Thursday, March 30, 2017

ICS-CERT Publishes 2 Schneider Advisories and Medical IOT Alert

Today the DHS ICS-CERT published two control system advisories for products from Schneider Electric. They also published a medical control system alert for a medical lab device from Miele.

Modicon Advisory


This advisory describes multiple vulnerabilities in the Schneider Modicon PLCs. The vulnerabilities were reported by David Formby and Raheem Beyah of Georgia Tech and Fortiphyd Logic, Inc. Schneider has produced new firmware versions to mitigate two of the vulnerabilities and work arounds for the remaining vulnerability. There is no indication that the researchers have been provided an opportunity to verify the efficacy of the fix.

The three reported vulnerabilities are:

• Predictable value range from previous values - CVE-2017-6030;
• Use of insufficiently random values - CVE-2017-6026; and
• Insufficiently protected credentials - CVE-2017-6028

ICS-CER reports that a relatively unskilled attacker could remotely exploit these vulnerabilities to spoof or disrupt Transmission Control Protocol (TCP) connections, sniff sensitive account information, and gain unauthorized access to a current web session.

Schneider has taken the unusual move of publishing separate Security Notification documents for each vulnerability (here, here, and here).

Wonderware Advisory


This advisory describes multiple vulnerabilities in the Schneider Wonderware InTouch Access Anywhere. The vulnerabilities were reported by Ruslan Habalov and Jan Bee of the Google ISA Assessments Team. Schneider has produced a new version to mitigate the vulnerabilities. There is no indication that the researchers have been provided an opportunity to verify the efficacy of the fix.

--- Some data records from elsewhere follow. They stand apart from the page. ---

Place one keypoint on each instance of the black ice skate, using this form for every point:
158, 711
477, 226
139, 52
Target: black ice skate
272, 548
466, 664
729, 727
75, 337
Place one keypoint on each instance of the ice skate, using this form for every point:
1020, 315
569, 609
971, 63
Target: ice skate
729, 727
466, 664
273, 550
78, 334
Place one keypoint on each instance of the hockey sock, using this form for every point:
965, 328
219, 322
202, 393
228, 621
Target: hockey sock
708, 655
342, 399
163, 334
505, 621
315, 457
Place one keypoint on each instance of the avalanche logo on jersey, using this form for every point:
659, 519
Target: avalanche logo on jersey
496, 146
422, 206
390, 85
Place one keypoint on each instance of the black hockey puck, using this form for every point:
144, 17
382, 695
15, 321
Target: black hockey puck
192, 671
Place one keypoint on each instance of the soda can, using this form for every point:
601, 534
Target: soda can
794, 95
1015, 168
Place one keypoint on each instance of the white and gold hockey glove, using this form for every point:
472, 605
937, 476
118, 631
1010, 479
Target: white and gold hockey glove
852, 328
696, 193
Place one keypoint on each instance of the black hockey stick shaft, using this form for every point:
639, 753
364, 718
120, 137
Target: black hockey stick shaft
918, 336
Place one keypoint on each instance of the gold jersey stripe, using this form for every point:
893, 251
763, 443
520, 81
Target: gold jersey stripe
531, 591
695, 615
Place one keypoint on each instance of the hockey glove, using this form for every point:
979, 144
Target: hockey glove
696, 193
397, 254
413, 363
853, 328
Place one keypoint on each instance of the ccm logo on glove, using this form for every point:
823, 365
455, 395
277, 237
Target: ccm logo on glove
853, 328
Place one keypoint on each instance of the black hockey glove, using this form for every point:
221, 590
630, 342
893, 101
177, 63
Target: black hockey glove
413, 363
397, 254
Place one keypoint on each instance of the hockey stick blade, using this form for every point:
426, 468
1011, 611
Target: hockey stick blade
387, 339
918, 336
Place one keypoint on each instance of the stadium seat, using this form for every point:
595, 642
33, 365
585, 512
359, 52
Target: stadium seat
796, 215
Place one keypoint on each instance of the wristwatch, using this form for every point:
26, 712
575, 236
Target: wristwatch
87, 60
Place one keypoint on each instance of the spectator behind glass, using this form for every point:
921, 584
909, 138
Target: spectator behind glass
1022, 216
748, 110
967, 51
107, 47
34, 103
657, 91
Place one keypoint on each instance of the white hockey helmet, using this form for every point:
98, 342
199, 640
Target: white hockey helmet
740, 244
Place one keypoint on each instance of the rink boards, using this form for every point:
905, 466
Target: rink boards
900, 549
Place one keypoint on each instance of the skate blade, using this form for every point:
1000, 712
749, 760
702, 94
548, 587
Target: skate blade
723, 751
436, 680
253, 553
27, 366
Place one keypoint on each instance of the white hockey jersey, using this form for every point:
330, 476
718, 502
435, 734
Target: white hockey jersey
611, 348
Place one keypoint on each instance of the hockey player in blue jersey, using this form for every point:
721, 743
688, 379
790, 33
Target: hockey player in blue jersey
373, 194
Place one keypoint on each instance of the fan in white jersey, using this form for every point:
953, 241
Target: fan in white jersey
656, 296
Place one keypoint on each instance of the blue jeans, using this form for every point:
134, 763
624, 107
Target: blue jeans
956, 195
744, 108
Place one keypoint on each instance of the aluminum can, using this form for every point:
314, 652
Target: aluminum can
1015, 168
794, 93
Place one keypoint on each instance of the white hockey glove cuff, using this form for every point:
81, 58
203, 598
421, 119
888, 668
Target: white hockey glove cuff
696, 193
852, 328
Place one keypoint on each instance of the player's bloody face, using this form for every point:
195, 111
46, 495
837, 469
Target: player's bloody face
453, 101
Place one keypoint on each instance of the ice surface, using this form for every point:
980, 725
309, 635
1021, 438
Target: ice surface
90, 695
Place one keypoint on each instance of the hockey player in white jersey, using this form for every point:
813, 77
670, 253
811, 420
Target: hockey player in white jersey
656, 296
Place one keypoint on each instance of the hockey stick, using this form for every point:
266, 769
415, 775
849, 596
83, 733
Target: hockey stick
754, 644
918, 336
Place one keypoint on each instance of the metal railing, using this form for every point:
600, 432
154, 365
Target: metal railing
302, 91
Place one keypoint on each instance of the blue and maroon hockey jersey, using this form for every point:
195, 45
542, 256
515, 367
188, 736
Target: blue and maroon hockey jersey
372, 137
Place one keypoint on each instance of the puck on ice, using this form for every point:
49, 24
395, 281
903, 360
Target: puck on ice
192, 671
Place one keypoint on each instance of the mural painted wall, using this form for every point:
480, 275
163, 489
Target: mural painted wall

The three reported vulnerabilities are:

• Cross-Site Request Forgery - CVE-2017-5156;
• Information Exposure - CVE-2017-5158; and
• Inadequate Encryption Strength - CVE-2017-5160

ICS-CERT reports that a relatively low skilled attacker could remotely exploit the vulnerability  to perform actions on behalf of a legitimate user, perform network reconnaissance, and gain access to resources beyond those intended with normal operation of the product.

The Schneider Security Bulletin reports a fourth vulnerability; Ability to escape out of remote InTouch applications and launch other processes. No CWE information is provided for the fourth vulnerability. Schneider also reports that the researchers have verified the efficacy of the fix.

Miele Alert


This alert describes a publicly reported path traversal vulnerability in the Miele Professional PG 8528, a large capacity cleaner and disinfector used in hospitals and laboratory settings. ICS-CERT does report that Jens Regel publicly disclosed this vulnerability without providing a link to the disclosure on the Full Disclosure web site.

The Miele press release on this vulnerability minimizes the criticality of the problem (perhaps legitimately so). What is more interesting is their comment on their failure to respond to Regel’s attempt at responsible disclosure:

“The technical aspects in this case are entirely separate from the fact that the Miele company failed to respond to several notifications regarding this issue. Executive Directors view this as a serious shortcoming, the details of which have already been investigated in depth with a view to preventing any repeat occurrence in future. They stress that they would like to thank Jens Regel, the source of this evidence, for his information – and for his perseverance.”


While the initial disclosure response was deficient, this certainly reflects a more helpful attitude of the upper management of the company.